Marvin Purtorab, CEO of new startup Convergence, and co-founder Andy Toulis (CTO) met while working on a recommender system and AI assistant at Shopify. Both joined enterprise AI platform Cohere before coming up with the idea for the startup just a few months ago. “Honestly, we left (Kohia) because…we had been playing with agents for several years, maybe the last three or four years,” Partlove said. They realized years ago that the concept of agents was premature.
Hired from Google DeepMind, Meta, OpenAI, and PolyAI, the duo built the product in just a few months and received significant interest from investors.
Most agents today are designed for specific workflows. Convergence’s “proxy” agents work across many tasks with the idea that they acquire skills in the same way as humans, by giving them so-called “long-term memory.” This is done through what some call a “large meta-learning model” (LMLM). They are trained to acquire self-learning skills.
Convergence has raised $12 million in a pre-seed round led by Balderton Capital. Salesforce Ventures and Shopify Ventures also participated in this round, which will be deployed to develop new models to power Proxy Assistant.
James Wise, partner at Balderton Capital, said in a statement: “There are few people with the experience and skills that Marvin and Andy have, making them well suited to tackle the complex technical challenges of a product like Proxy.”
Human users are paired with proxy agents that can learn tasks and workflows, allowing human workers to make more decisions than “grunt work.”
Purtorab said: “If you look at the current landscape, there are a lot of companies that are building ‘narrow’ agency-like services such as sales agencies, human resources agencies, financial operations agencies, etc. Our view is to take a different approach. We’re trying to lay the foundations for the first general class of agents that can be categorized into any type of agent you want, depending on your user, to do things for you that you don’t want to do personally or professionally. I’m here. do. We think that’s a better approach. Because I don’t really see a future world where everyone has 1,000 of these different little tools. As time goes on, things will become more integrated and I think that will be our strength. ”

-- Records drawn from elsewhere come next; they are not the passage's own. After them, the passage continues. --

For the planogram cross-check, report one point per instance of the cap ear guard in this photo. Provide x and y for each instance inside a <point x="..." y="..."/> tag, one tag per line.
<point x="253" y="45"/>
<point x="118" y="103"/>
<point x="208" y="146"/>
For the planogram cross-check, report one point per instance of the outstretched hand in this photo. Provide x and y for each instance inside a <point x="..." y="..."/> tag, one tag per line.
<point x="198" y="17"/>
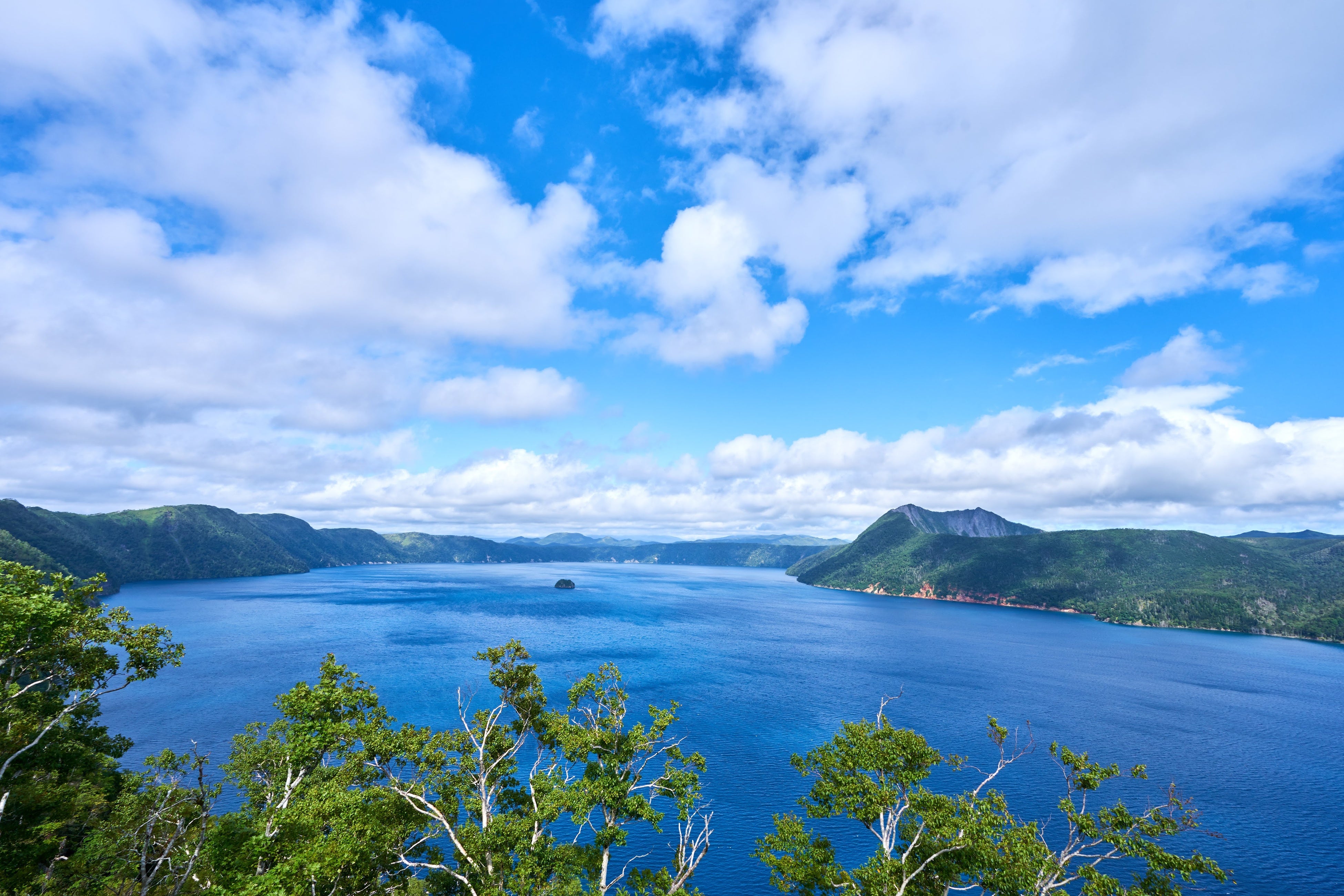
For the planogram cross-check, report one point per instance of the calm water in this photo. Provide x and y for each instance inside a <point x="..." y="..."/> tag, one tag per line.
<point x="1250" y="727"/>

The strategy is to create a consumer agent and use it to inform how to train agents within your enterprise. “Consumers are increasingly shopping online for things like groceries and recipes. Businesses are using it for sales activities, such as entering a lot of information into Salesforce and tracking it. Or talent tasks like tracking job applicants.”
So are they using consumers as a kind of guinea pig for companies? “That’s one way of saying it. Consumers have a lot of simpler, broader types of use cases, and that’s where feedback comes in.” It helps you get it more quickly, right?” Pultlove said.

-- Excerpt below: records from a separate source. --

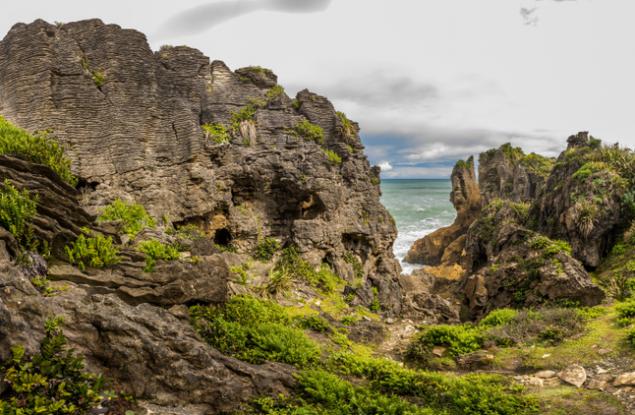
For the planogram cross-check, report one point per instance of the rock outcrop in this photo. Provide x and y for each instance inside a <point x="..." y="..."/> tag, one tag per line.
<point x="445" y="245"/>
<point x="132" y="123"/>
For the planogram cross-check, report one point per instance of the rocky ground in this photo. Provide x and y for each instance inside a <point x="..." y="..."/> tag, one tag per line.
<point x="210" y="245"/>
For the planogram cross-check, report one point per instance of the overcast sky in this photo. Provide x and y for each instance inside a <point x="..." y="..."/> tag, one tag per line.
<point x="429" y="81"/>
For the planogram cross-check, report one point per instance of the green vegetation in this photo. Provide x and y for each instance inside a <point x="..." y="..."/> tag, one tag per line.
<point x="332" y="156"/>
<point x="309" y="131"/>
<point x="255" y="331"/>
<point x="37" y="148"/>
<point x="133" y="216"/>
<point x="274" y="93"/>
<point x="155" y="251"/>
<point x="292" y="267"/>
<point x="347" y="125"/>
<point x="549" y="247"/>
<point x="266" y="249"/>
<point x="217" y="133"/>
<point x="52" y="381"/>
<point x="96" y="252"/>
<point x="17" y="209"/>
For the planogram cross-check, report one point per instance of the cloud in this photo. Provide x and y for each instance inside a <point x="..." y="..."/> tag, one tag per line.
<point x="200" y="18"/>
<point x="385" y="166"/>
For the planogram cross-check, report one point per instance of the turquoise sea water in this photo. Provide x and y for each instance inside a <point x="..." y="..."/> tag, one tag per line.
<point x="419" y="206"/>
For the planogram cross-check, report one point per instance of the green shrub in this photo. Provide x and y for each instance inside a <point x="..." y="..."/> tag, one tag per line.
<point x="38" y="148"/>
<point x="52" y="381"/>
<point x="97" y="252"/>
<point x="132" y="216"/>
<point x="626" y="310"/>
<point x="17" y="209"/>
<point x="255" y="331"/>
<point x="548" y="246"/>
<point x="332" y="156"/>
<point x="274" y="92"/>
<point x="266" y="249"/>
<point x="155" y="251"/>
<point x="309" y="131"/>
<point x="499" y="317"/>
<point x="292" y="267"/>
<point x="549" y="325"/>
<point x="315" y="323"/>
<point x="473" y="394"/>
<point x="630" y="338"/>
<point x="458" y="339"/>
<point x="217" y="133"/>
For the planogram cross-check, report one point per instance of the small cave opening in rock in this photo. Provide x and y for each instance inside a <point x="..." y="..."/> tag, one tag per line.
<point x="223" y="237"/>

That being said, what do they think about the kinds of announcements Salesforce is making to agents? “I joined Dreamforce last week and I think it’s the right direction. But , I also think they’re moving further into something like a very narrow agent focused on one specific task… At this point, the time to wait another 6-12 months for the model to develop a little bit is No better.
Currently, the company is running a closed beta with testers, but it is expected to be released to the public soon.